A PET activation study of brush-evoked allodynia in patientswith nerve injury pain

Abstract

Acute experimental brush-evoked allodynia induces a cortical activation pattern that differs from that typically seen during experimental nociceptive pain. In this study, we used positron emission tomography to measure changes in regional cerebral blood flow (rCBF) in patients with clinical allodynia. Nine patients with peripheral nerve injury were scanned during rest, brush-evoked allodynia, and brushing of normal contralateral skin. PET data were analyzed for the whole group and for single subjects. Allodynic stimulation activated the contralateral orbitofrontal cortex (BA 11) in every patient. Whereas normal brushing activated most strongly the contralateral insular cortex, allodynic brushing produced an ipsilateral activation in this area.

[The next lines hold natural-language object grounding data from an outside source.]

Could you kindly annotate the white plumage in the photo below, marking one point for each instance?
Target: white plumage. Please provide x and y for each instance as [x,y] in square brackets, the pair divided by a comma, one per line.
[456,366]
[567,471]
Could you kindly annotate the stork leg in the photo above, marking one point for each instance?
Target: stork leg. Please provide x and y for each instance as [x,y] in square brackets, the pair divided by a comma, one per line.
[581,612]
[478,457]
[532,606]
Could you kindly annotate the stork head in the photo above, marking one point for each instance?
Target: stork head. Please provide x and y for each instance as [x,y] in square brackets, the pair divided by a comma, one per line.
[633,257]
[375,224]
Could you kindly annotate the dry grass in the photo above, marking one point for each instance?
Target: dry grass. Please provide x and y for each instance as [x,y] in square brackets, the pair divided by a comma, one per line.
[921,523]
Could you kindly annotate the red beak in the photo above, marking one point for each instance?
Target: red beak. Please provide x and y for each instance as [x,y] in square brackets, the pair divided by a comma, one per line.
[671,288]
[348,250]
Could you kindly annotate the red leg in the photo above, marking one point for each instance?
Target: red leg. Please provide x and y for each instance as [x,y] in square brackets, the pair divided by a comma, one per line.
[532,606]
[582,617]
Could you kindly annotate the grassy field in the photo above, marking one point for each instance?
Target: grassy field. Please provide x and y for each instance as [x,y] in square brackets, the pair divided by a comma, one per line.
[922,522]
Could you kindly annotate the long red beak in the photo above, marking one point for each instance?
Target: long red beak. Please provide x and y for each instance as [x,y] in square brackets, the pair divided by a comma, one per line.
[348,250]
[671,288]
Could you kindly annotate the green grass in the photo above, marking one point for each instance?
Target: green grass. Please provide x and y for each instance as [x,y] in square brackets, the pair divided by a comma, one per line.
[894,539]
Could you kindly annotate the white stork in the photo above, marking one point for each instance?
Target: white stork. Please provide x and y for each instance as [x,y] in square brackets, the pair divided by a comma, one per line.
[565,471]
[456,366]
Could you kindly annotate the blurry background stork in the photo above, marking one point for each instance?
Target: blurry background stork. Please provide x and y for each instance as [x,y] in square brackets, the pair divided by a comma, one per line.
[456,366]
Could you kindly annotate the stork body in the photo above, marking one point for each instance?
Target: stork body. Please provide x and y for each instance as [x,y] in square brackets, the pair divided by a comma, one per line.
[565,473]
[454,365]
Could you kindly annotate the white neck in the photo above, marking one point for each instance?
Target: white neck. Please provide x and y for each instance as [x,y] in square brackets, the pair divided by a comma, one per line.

Another important difference between normal and allodynic brushing was the absence of a contralateral primary somatosensory cortex (SI) activation during allodynic brushing. No thalamic activation was observed during allodynic or control brushing. Although no anterior cingulate cortex (ACC) activation could be demonstrated in the group analysis, single subject analysis revealed that four patients activated this region during brush-evoked allodynia. A direct post hoc comparison of brush -and allodynia-induced rCBF changes showed that allodynia was associated with significantly stronger activations in orbitofrontal cortex and ipsilateral insula whereas non-painful brushing more strongly activated SI and BA 5/7. These findings indicate that activity in the cortical network involved in the sensory-discriminative processing of nociceptive pain is downregulated in neuropathic pain. Instead, there is an upregulation of activity in the orbitofrontal and insular cortices, which is probably due to the stronger emotional load of neuropathic pain and higher computational demands of processing a mixed sensation of brush and pain.